Republicans responded to the Democrats’ motion to reconsider two days later, when they asked the three-judge recount panel to stick by its decision. Also on Dec. 29, the elections board inexplicably changed course and announced that it would once again move forward with its plan to draw lots. Just a few days earlier, the board had insisted that any drawing should be a “last resort”; now officials are instead dictating to the courts, saying they will act “[u]nless the court system intervenes” by Thursday morning, when they plan to conduct their drawing.
Additionally, Virginia House Republicans have reportedly been trying to entice a few Democrats to vote for the Republican candidate when the chamber elects its speaker on Jan. 10. The lure has come in the form of plum committee assignments, which the speaker controls.

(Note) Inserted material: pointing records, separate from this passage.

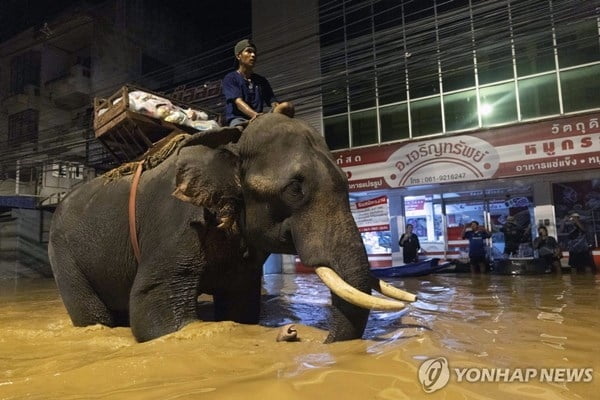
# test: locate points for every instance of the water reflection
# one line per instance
(480, 320)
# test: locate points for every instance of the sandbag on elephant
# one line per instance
(207, 217)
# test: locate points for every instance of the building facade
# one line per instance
(50, 74)
(465, 110)
(460, 110)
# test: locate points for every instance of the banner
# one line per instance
(372, 215)
(566, 144)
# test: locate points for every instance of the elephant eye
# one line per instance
(294, 191)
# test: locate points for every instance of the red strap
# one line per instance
(132, 227)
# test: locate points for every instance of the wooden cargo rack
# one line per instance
(127, 134)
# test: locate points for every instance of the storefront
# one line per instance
(536, 172)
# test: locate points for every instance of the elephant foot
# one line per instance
(288, 333)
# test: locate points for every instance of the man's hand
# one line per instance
(285, 108)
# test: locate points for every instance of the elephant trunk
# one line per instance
(338, 254)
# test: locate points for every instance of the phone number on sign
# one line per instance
(437, 178)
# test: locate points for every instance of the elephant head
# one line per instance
(280, 188)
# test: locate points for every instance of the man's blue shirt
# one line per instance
(476, 243)
(256, 92)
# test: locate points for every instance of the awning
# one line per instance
(18, 202)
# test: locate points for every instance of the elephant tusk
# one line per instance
(392, 291)
(354, 296)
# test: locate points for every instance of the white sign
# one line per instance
(372, 215)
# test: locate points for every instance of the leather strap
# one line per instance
(132, 224)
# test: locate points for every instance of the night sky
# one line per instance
(18, 15)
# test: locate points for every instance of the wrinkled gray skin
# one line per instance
(278, 183)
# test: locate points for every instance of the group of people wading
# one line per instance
(515, 237)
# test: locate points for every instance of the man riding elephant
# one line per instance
(205, 220)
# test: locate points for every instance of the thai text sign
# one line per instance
(567, 144)
(372, 215)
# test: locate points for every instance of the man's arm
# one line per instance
(245, 108)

Republicans are also issuing an embarrassing threat that if lawmakers fail to “organize” (elect a speaker, approve House rules, that sort of thing) on Jan. 10, that could somehow impact Gov.-elect Ralph Northam’s inauguration, since the event, though traditionally held on the outside portico and steps of the capitol building, is technically a joint session of the Virginia legislature.
So we may know the outcome of the election in HD-94 on Thursday, unless we don’t. This election veered out of little-explored territory and into uncharted waters when the three recount judges agreed to reconsider an already-recounted-and-rejected ballot, and it’s impossible to really know what’s going to happen next. Will the loser of the drawing contest the result? Will the judges reconsider their decision, delaying the drawing further? Will Republicans be in charge of the Virginia House when session convenes on Jan. 10?